Even though the vulnerability has been detected in the web server, it's still difficult for you to crash the server, because your browser will do most of the dirty work for you that you can not control, that is, you can only do good things with such a browser. So, as a hacker, you have to write your own browser from scratch. We have offered you a simple browser in the file browser.c, basically, this browser will construct an http request and then send to the web server, waiting for the server's response. The browser is simple enough that is does not come with an html render, however, it's not difficult to add an html render engine and a UI to make it more realistic. In fact, there are many open source html render engine, say webkit. You are encouraged to do so, if you're interested in.

Exercise 7. For the buffer overflow vulnerability you've found, construct an input to send to the touchstone web server, your goal is to crash the web server (the http server daemon). Note: if you're successful to crash the web server, your browser will remain dead-waiting to receive data from the server. Don't forget that any valid request must end up with \r\n\r\n.

Crashing the web server is just the first step, now you should try to do some thing interesting, say, to delete some sensitive files (for example, the grades.txt). To start with, you can use the program create-shellcode.c, to construct your shellcode, you may have to modify the file according to your need. And you can copy your shellcode to the C program test-shell.c.

Exercise 8. Perform your attack by constructing an exploit that hijacks control flow of the web server and unlink (delete) grades.txt. Remember that the web server is on your computer, so you should create a file named grades.txt first.

Challenge! Write a remote shellcode, so that you can gain control of a remote machine. Remote shellcode is used when an attacker wants to target a vulnerable process running on another machine on a local network or intranet. If successfully executed, the shellcode can provide the attacker access to the target machine across the network. Remote shellcodes normally use standard TCP/IP socket connections to allow the attacker access to the shell on the target machine. Such shellcode can be categorised based on how this connection is set up: if the shellcode can establish this connection, it is called a "reverse shell" or a connect-back shellcode because the shellcode connects back to the attacker's machine. To bypass the firewalls, you can use the port reuse techniques.

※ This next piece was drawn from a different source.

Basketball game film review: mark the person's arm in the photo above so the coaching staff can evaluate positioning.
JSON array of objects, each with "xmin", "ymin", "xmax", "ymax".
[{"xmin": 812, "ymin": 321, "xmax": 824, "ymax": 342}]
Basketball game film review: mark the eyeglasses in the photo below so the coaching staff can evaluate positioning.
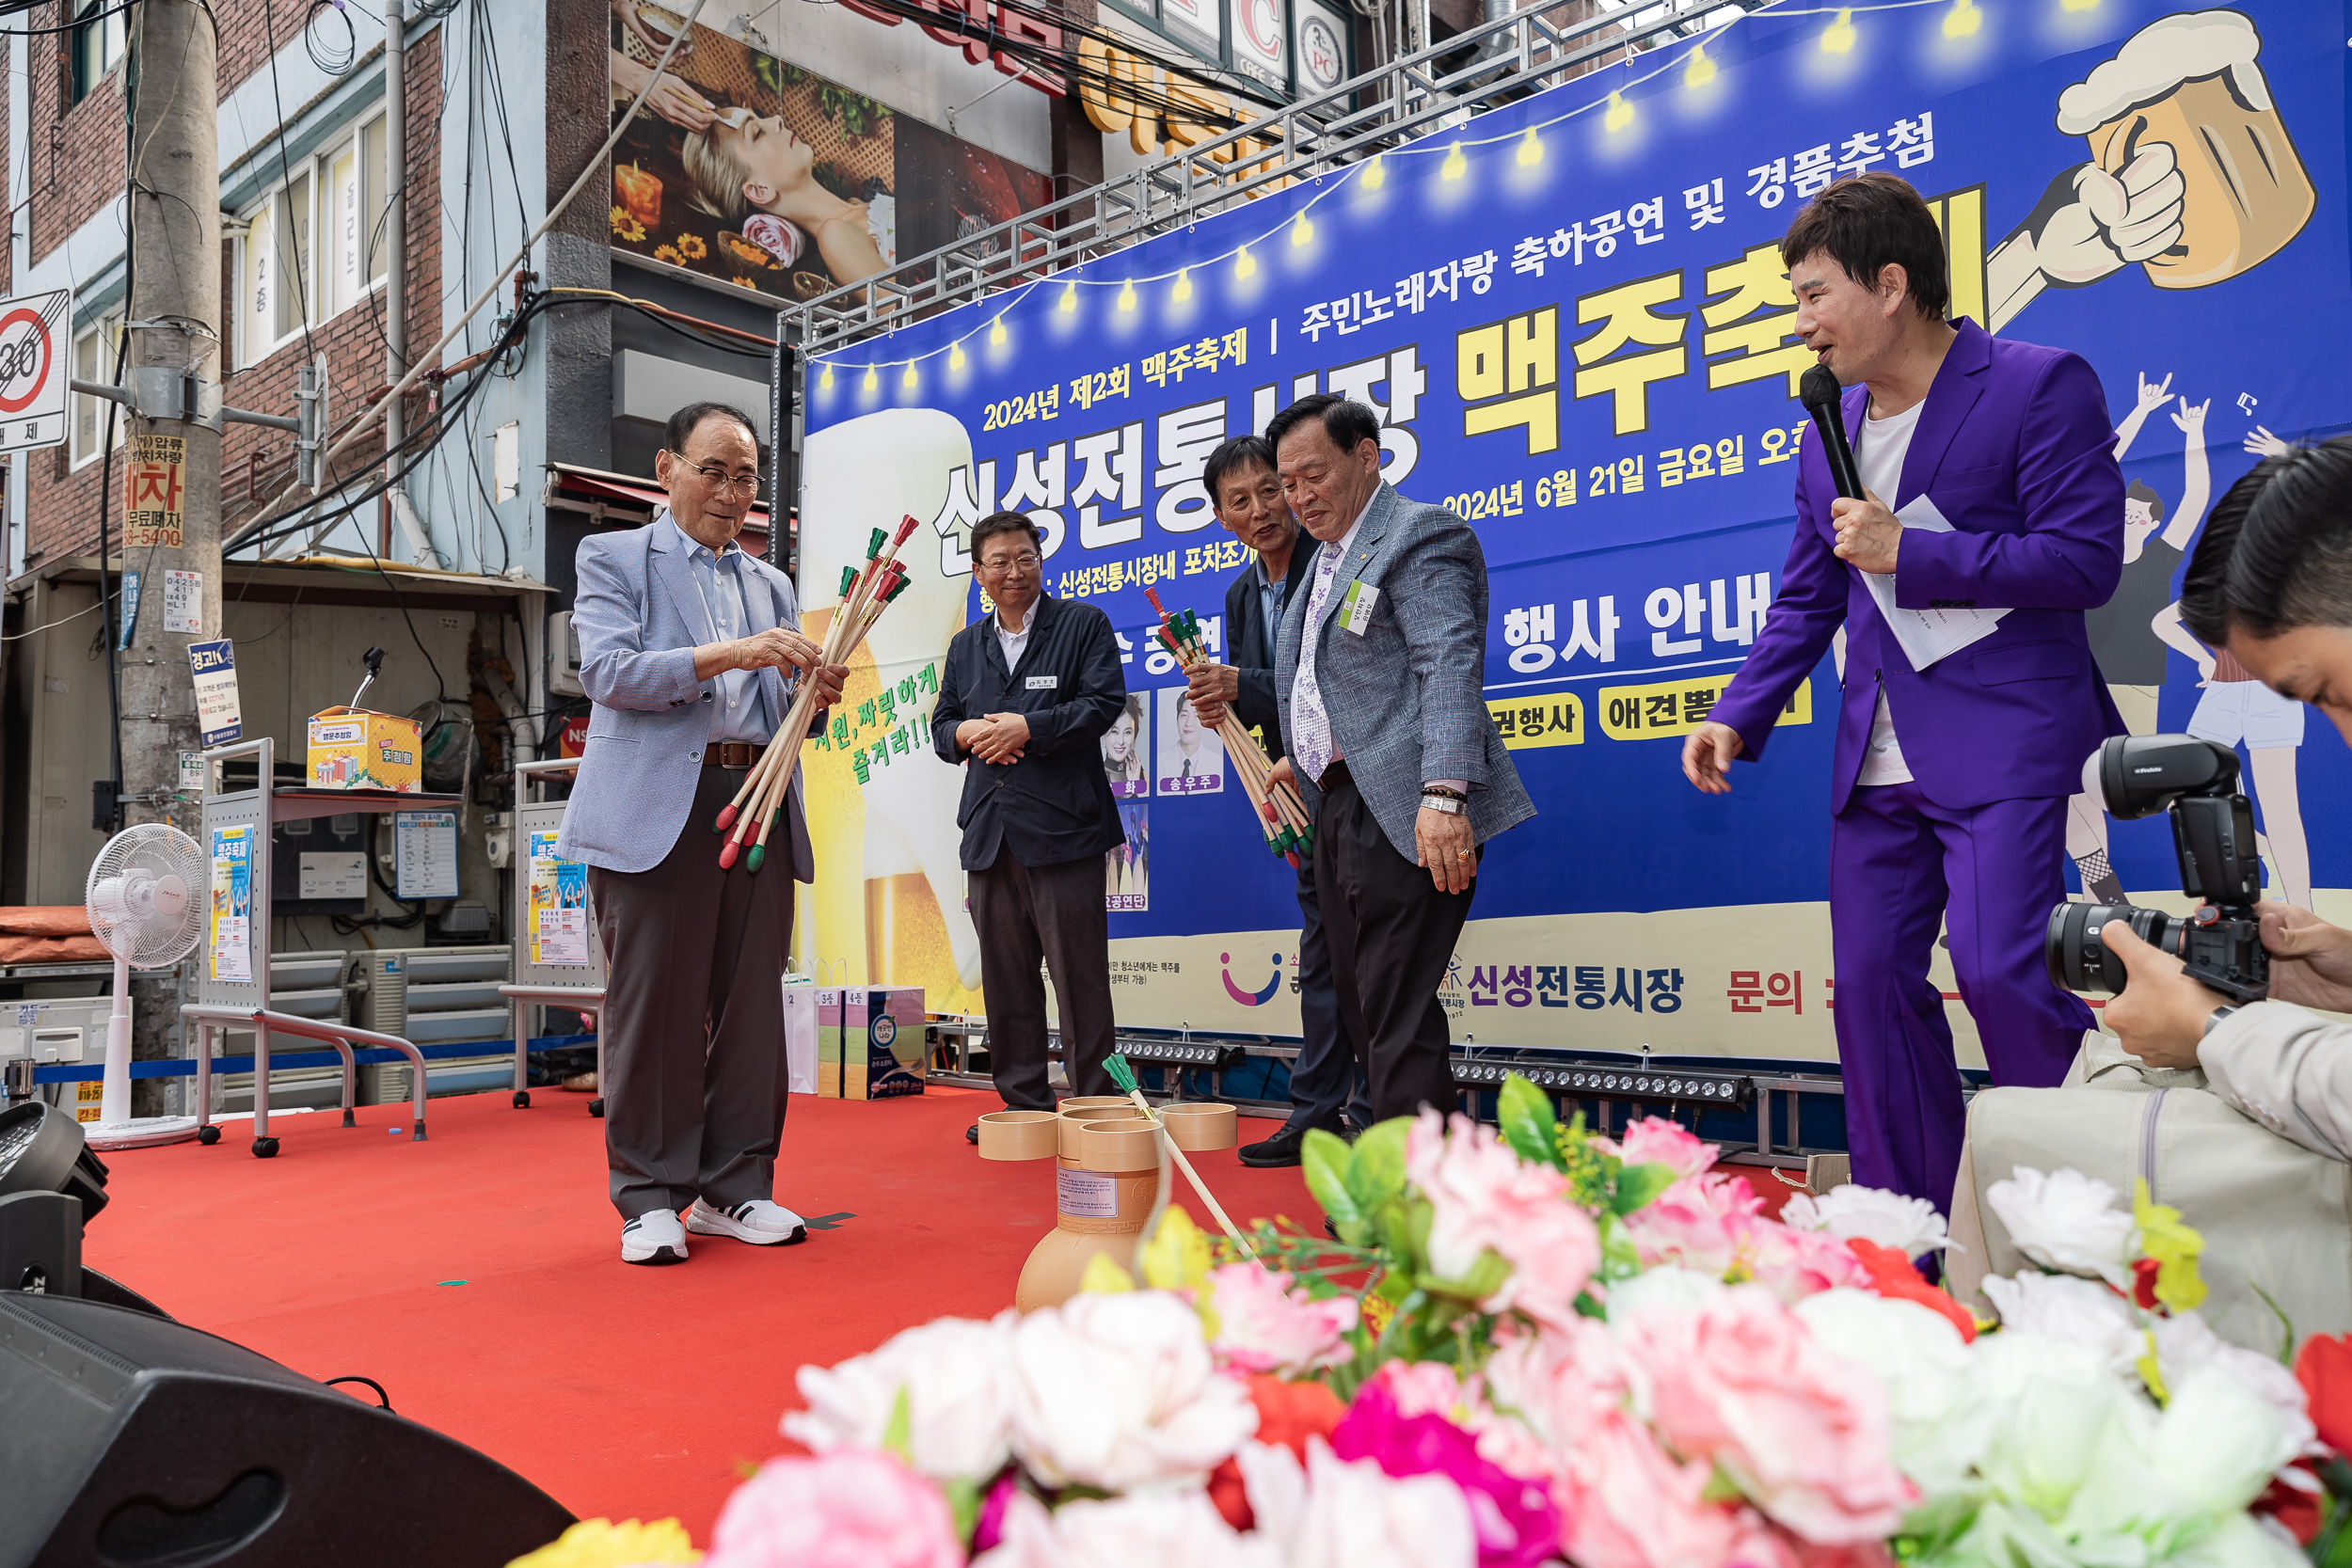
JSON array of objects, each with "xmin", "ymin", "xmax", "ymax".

Part C: Fixing buffer overflow

The source of buffer overflow vulnerability comes from the web server's source code, so you should realize the importance to write secure code from the first place, though it's, nevertheless to say, not easy. For the specific buffer overflows in this lab, you can fix buffer overflows relatively easily by modifying the source code. If you can not gain access to the source code, say your Windows has a buffer overflow (that's often the case), you will have to wait for M$ to publish a security update.

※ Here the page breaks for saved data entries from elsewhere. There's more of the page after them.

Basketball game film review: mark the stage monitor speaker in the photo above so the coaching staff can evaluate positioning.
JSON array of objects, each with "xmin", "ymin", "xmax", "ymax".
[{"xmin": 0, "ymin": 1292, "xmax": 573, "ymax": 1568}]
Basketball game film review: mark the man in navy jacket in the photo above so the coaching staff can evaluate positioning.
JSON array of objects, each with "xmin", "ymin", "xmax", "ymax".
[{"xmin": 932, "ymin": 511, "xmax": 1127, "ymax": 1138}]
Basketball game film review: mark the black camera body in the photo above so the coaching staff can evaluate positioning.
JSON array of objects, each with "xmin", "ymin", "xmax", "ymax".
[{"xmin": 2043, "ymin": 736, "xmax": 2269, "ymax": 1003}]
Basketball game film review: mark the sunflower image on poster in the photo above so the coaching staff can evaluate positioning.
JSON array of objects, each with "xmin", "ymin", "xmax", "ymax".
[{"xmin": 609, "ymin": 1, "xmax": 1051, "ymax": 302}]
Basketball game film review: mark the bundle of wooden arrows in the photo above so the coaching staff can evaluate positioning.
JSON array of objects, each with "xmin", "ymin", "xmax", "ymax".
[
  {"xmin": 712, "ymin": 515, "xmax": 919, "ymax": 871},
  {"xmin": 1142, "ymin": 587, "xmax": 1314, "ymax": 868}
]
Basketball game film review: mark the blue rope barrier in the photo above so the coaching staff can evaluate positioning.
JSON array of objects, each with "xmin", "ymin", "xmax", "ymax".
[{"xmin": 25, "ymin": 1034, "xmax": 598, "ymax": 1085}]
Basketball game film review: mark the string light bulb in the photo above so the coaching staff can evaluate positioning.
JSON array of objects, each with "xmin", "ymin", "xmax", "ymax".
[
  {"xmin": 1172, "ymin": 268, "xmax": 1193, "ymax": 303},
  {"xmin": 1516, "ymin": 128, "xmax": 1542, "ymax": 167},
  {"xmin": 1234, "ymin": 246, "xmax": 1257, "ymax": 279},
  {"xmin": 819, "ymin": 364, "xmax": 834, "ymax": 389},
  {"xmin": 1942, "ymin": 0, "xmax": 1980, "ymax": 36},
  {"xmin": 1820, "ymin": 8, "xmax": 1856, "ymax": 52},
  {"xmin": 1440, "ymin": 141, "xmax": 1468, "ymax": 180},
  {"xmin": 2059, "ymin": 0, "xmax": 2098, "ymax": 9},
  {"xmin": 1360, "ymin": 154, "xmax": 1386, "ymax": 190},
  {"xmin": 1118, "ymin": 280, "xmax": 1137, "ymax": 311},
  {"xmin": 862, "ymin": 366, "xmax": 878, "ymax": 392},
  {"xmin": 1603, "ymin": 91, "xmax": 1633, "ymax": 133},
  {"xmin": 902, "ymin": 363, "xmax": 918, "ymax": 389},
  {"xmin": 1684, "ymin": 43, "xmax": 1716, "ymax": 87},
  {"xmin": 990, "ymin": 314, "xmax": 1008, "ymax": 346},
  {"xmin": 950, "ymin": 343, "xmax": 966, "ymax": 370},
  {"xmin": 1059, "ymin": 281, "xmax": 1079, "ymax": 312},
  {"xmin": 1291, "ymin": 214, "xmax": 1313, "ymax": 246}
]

Exercise 9. Try to fix the buffer overflow vulnerabilities of the touchstone web server. You can use whatever techniques to achieve this, say use safe string copying function strncpy or to allocate the buffer in the heap but not on the stack. And re-do the attack, observe whether or not your attack will succeed.

Handin

This completes the lab. Remember to hand in your solution to the information system.